Susquehanna, An Overture for Orchestra. 2 Flutes, Piccolo, 2 Oboes, English Horn, 2 Clarinets, Bass Clarinet, 2 Bassoons, 4 Horns, 3 Trumpets, 3 Trombones, Tuba, Timpani, 3 Percussion, Strings. 8 minutes. Commissioned for the 40th Anniversary of the Susquehanna Symphony Orchestra, Sheldon Bair, Founder and Music Director. Premiered 4 March 2017, Bel Air, Maryland.
Susquehanna was the first and last title I chose for this piece. Well, every title is the last choice of the composer, I suppose, but while Susquehanna was commissioned to celebrate the 40th Anniversary of the Susquehanna Symphony Orchestra, I rejected the title as soon as it had occurred to me.
We’re used to Native American place names here, but I wasn’t sure if Susquehanna would hold any attraction to anyone outside of Pennsylvania and Maryland. I cast about for other ideas. The 40th is the ruby anniversary, but Ruby reminded me of the Kenny Rogers song. It also sounded like I was trying to steal a title from Michael Torke, he of the many excellent color titles for his brilliant pieces, so I let it go. Generic, celebratory titles also did not appeal to me.
Going back to the Susquehanna River for which the orchestra is named (it empties into the Chesapeake very near the orchestra’s home in Bel Air, Maryland—I also toyed with Bel Air and Havre de Grace, come to think of it), I found that the Lenape words making up the name mean “oyster river.” I love oysters, especially raw, but I had hoped for something more appropriate to the occasion.
My research into the river brought me to the realization that I knew next to nothing about it. I knew it came from New York State, somewhere, and went through Harrisburg. I have seen it described, in fact, as starting in New York and flowing south through Pennsylvania, but that’s an oversimplification. The closer I looked, the more fascinated with the Susquehanna I became.
It begins in Cooperstown, exiting from Lake Otsego (also called Glimmerglass), not all that far from where my wife grew up. (Jackie was east of there, at the headwaters of the Delaware, and I grew up near the Delaware in South Jersey, but those are other stories.) The Susquehanna then slants southwest and drops, indeed, into Pennsylvania. Pennsylvania was so happy to welcome it, it built a town right there and called it Susquehanna. But the river changes its mind and jumps right back into New York. This is what I never got before. It goes back up, to Binghamton, and then meanders around in South Central New York for a while, before swinging back, southeast, finally into Pennsylvania and coal country.
Between Scranton and Wilkes Barre it tacks southwest again, and is soon joined by the Susquehanna West Branch, having risen up well over in west central Pennsylvania, almost as far as DuBois and Punxsutawney.

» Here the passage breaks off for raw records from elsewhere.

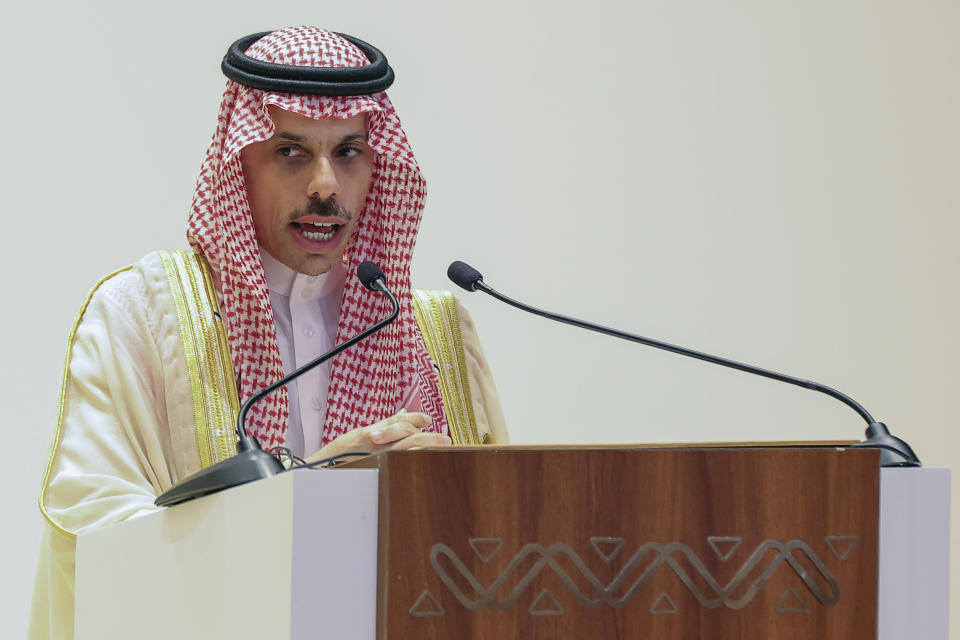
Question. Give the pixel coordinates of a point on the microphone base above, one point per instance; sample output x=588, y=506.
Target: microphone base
x=894, y=452
x=251, y=463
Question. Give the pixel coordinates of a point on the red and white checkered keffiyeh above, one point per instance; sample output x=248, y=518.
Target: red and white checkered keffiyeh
x=368, y=381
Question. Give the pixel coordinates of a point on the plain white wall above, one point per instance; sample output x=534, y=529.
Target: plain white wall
x=777, y=182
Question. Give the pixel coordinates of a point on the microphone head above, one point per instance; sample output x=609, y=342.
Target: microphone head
x=464, y=275
x=369, y=272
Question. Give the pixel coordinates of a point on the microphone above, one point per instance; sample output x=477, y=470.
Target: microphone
x=894, y=452
x=251, y=462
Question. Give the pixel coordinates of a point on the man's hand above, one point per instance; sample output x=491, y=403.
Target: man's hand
x=400, y=431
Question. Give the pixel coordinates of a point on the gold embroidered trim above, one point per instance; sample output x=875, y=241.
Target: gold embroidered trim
x=436, y=314
x=209, y=365
x=63, y=392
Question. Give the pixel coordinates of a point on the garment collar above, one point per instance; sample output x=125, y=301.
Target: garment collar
x=283, y=280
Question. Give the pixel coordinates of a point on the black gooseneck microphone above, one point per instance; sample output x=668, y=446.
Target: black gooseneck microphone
x=894, y=452
x=251, y=462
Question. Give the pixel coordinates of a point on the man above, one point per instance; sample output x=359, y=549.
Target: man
x=309, y=174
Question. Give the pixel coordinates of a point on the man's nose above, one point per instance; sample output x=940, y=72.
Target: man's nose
x=323, y=183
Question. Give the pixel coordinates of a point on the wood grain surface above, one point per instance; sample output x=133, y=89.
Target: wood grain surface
x=666, y=580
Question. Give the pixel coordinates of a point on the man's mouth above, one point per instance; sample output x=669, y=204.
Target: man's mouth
x=317, y=231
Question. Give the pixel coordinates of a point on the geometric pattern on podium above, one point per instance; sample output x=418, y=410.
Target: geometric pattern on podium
x=651, y=555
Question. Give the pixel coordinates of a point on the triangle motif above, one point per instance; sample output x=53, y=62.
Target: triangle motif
x=724, y=546
x=426, y=606
x=545, y=605
x=841, y=546
x=606, y=548
x=791, y=602
x=663, y=605
x=485, y=548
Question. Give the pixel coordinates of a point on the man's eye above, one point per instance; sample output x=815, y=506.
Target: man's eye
x=349, y=151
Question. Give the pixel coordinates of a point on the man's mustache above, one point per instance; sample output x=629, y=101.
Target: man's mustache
x=328, y=207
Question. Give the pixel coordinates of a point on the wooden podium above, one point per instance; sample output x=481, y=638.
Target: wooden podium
x=524, y=542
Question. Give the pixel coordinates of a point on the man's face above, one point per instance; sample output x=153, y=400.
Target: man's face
x=307, y=186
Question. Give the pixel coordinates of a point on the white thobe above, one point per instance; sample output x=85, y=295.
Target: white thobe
x=306, y=310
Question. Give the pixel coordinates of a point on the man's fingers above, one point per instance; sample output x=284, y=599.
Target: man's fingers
x=421, y=440
x=420, y=420
x=382, y=434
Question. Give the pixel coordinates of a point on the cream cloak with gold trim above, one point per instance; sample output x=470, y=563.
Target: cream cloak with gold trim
x=127, y=429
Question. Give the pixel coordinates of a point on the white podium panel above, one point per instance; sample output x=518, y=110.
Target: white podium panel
x=914, y=564
x=293, y=556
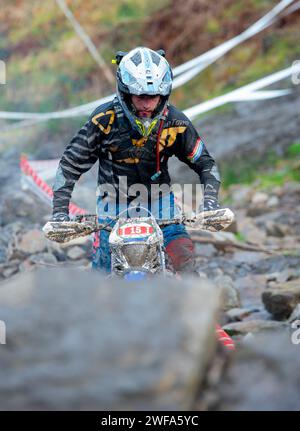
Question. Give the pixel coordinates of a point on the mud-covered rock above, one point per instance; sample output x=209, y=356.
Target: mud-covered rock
x=77, y=341
x=252, y=326
x=263, y=376
x=280, y=301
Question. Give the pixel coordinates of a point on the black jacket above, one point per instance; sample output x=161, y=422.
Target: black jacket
x=108, y=137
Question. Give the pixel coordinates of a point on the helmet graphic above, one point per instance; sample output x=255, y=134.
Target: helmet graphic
x=143, y=71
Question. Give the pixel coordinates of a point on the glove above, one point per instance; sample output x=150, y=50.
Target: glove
x=60, y=217
x=210, y=203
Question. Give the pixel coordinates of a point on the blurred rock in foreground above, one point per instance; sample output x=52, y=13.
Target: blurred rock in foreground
x=78, y=341
x=264, y=376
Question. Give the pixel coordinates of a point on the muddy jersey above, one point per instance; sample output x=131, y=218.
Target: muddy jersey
x=123, y=152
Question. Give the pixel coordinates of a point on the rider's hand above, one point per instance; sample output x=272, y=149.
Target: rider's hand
x=60, y=217
x=210, y=203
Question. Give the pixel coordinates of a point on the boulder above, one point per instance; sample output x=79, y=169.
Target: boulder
x=281, y=300
x=75, y=253
x=230, y=295
x=264, y=375
x=77, y=341
x=252, y=326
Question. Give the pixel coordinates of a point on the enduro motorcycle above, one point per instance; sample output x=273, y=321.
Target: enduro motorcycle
x=136, y=243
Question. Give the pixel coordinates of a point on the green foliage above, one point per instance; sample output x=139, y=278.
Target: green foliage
x=267, y=172
x=294, y=149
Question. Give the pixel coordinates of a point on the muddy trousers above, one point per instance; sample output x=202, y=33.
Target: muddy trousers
x=177, y=242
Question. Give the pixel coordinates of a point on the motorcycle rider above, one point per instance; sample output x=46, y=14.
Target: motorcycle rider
x=132, y=137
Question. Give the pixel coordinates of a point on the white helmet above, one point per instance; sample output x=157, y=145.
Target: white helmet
x=143, y=71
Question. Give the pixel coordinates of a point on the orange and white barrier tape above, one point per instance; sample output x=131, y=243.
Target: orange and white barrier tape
x=43, y=187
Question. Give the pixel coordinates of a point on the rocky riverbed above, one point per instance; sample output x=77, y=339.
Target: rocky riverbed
x=253, y=270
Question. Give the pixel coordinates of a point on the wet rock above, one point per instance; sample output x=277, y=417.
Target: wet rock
x=252, y=326
x=250, y=231
x=283, y=276
x=122, y=346
x=263, y=376
x=230, y=295
x=207, y=250
x=240, y=194
x=75, y=253
x=295, y=314
x=280, y=301
x=250, y=289
x=277, y=229
x=43, y=259
x=32, y=242
x=238, y=314
x=248, y=256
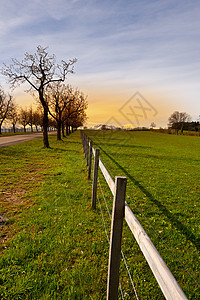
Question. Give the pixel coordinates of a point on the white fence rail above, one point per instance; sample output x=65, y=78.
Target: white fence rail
x=168, y=284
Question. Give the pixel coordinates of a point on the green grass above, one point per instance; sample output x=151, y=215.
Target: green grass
x=54, y=245
x=163, y=191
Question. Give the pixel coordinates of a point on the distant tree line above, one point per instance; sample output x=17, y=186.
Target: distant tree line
x=60, y=105
x=181, y=121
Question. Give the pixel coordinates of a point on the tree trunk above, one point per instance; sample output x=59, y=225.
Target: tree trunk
x=67, y=131
x=58, y=131
x=45, y=128
x=63, y=129
x=14, y=128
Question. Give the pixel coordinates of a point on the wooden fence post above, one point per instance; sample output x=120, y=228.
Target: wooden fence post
x=84, y=139
x=115, y=238
x=87, y=150
x=95, y=177
x=90, y=161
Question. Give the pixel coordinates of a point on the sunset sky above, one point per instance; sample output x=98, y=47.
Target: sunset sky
x=138, y=61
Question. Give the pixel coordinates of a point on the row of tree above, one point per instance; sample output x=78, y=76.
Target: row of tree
x=180, y=121
x=46, y=81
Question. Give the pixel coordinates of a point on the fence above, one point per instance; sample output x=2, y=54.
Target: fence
x=168, y=284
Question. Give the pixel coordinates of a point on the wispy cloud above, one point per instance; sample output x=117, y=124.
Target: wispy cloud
x=119, y=43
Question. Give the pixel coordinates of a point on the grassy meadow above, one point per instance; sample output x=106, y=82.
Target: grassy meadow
x=54, y=246
x=163, y=191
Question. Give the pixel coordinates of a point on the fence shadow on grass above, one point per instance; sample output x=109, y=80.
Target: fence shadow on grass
x=173, y=218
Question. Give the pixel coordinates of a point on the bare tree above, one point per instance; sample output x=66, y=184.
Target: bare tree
x=30, y=117
x=59, y=96
x=37, y=119
x=5, y=105
x=24, y=117
x=38, y=70
x=178, y=119
x=13, y=115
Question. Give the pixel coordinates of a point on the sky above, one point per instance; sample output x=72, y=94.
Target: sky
x=138, y=61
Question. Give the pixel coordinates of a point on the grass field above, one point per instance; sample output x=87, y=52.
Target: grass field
x=52, y=239
x=164, y=193
x=54, y=245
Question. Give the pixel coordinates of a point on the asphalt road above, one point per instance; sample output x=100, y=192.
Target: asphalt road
x=16, y=139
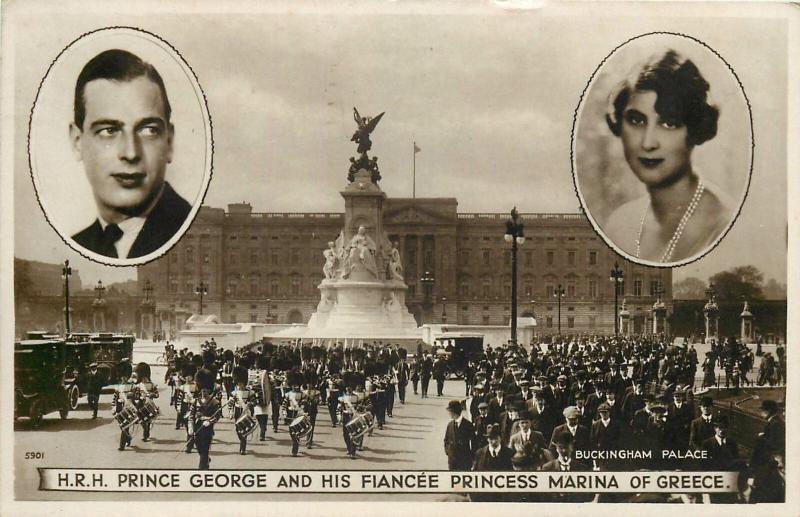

Up and down it winds, and just above Selinsgrove and Sunbury is where it decides to join the main branch. By now this is one seriously large waterway, barreling past Harrisburg, where Sheldon Bair grew up, and past Elizabethtown, where he went to college. Under Rt. 81 and under the Pennsylvania Turnpike is where most people will see the river, as it heads in a fairly straight and wide southeastern shot, on into Maryland and the Chesapeake.
It is the longest East Coast river in the U.S. that empties into the Atlantic. It is also (I have no idea how they calculate this) one of the oldest rivers in the world. The river is older than the mountains it snakes through, how do they know that. Susquehanna, I now thought, was an excellent title.
The music follows an emotional traversal of the river’s course, but the main tune at letter H, introduced by the solo horn, has another source. Last year I wrote a hymn tune for the dedication of a new division of pipes in our church. I was in the early stages of thinking about the orchestra commission, and a few days after I finished the hymn, I knew that the tune was exactly the type of thing I needed for that spot in (what would be called) Susquehanna. There are some meter changes in the hymn because of how I handled the text, which I thought I would even out for Susquehanna, but it resisted every attempt at smoothing. So the meters stayed.
The music at the beginning of the piece I composed on top of, as it were, the hymn tune, with the idea that they could be played together near the end. The beginning is in D, the hymn is in G. How to get back to D, which should not be a difficult task, proved so for me. I solved it with an unusual modulation. At letter K, at the full restatement of the beginning D major music, I underlay it with a strong pedal point of G, which continues until the G major chord already in the theme arrives, nine bars later. Then it proceeds as normal, feeling, I do believe, as if it carries everything along with it, into Havre de Grace and the bay.